The nonlinear layer includes recurrence/RQA, recurrence networks, Lyapunov diagnostics, surrogate testing, transfer entropy and return-map analysis with method-specific interpretation boundaries.

Validation

Release-candidate qualification requires:

  • Python 3.11–3.13 core CI on Ubuntu, Windows and macOS;
  • package build;
  • documentation build;
  • canonical examples;
  • scikit-fda qualification;
  • FDApy sparse qualification on Python 3.11–3.12;
  • performance-envelope qualification;
  • release-readiness build/twine/wheel/sdist/install qualification.

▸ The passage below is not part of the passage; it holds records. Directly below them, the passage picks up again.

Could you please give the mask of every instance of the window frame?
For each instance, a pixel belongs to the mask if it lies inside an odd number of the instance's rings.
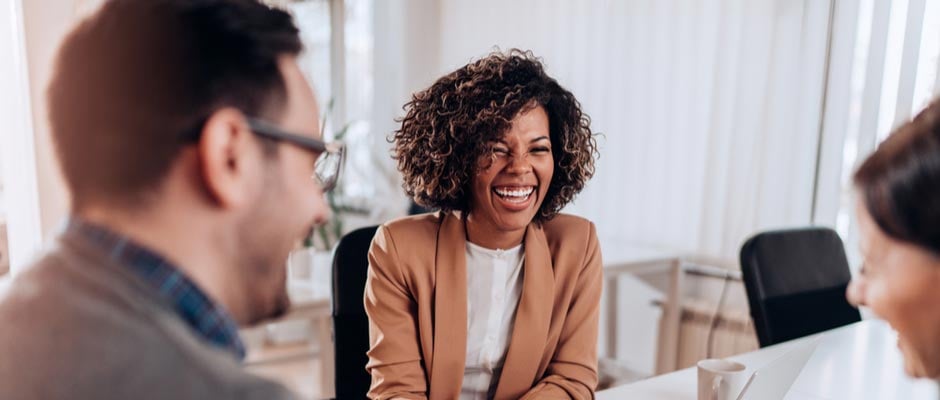
[[[0,71],[0,120],[8,125],[0,136],[10,273],[16,274],[42,247],[36,147],[30,99],[29,70],[22,0],[0,0],[0,54],[9,57]],[[9,210],[16,210],[10,212]]]

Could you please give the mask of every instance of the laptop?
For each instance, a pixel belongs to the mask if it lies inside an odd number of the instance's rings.
[[[783,399],[818,344],[818,338],[801,343],[776,360],[758,368],[744,384],[737,400]]]

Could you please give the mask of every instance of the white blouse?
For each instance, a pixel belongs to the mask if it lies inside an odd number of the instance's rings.
[[[522,245],[491,250],[467,242],[467,360],[461,400],[490,399],[503,369],[522,294]]]

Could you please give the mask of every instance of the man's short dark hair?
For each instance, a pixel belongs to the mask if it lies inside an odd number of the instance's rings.
[[[278,58],[302,48],[291,16],[256,0],[105,3],[66,37],[48,92],[73,207],[140,200],[220,108],[279,117]]]

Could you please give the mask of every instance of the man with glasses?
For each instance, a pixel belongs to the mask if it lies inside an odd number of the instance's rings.
[[[48,91],[71,216],[0,299],[0,398],[292,398],[237,327],[287,310],[342,169],[301,50],[257,0],[111,0],[72,30]]]

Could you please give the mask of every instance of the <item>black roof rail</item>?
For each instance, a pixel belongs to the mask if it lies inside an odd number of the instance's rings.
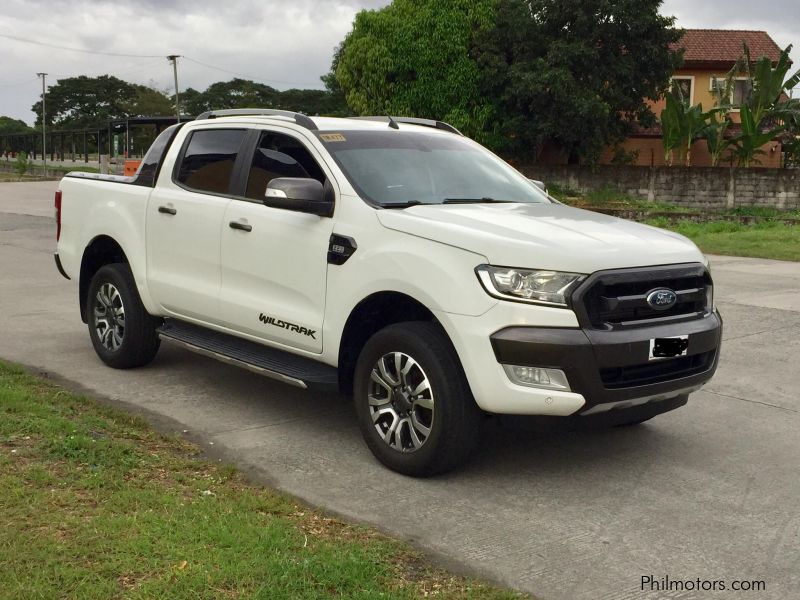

The configured coverage floor remains 90%; independent scientific reference validation is treated as more important than increasing line coverage for its own sake.

Reproducibility

Portable scientific-result snapshots retain scientific arrays, identifiers, specifications, units, diagnostics and provenance while explicitly marking backend-native objects as nonportable. Environment capture records package, Python, dependency/backend and platform metadata plus Git commit when available.

Installation

Because this is a prerelease:

pip install --pre eyetrajectoriespy==0.9.0rc1

Release-candidate expectations

The 0.9.x release-candidate phase is for defect correction, installation feedback, documentation clarity and reproducibility verification. It is not a signal to resume broad estimator expansion before 1.0 readiness is assessed.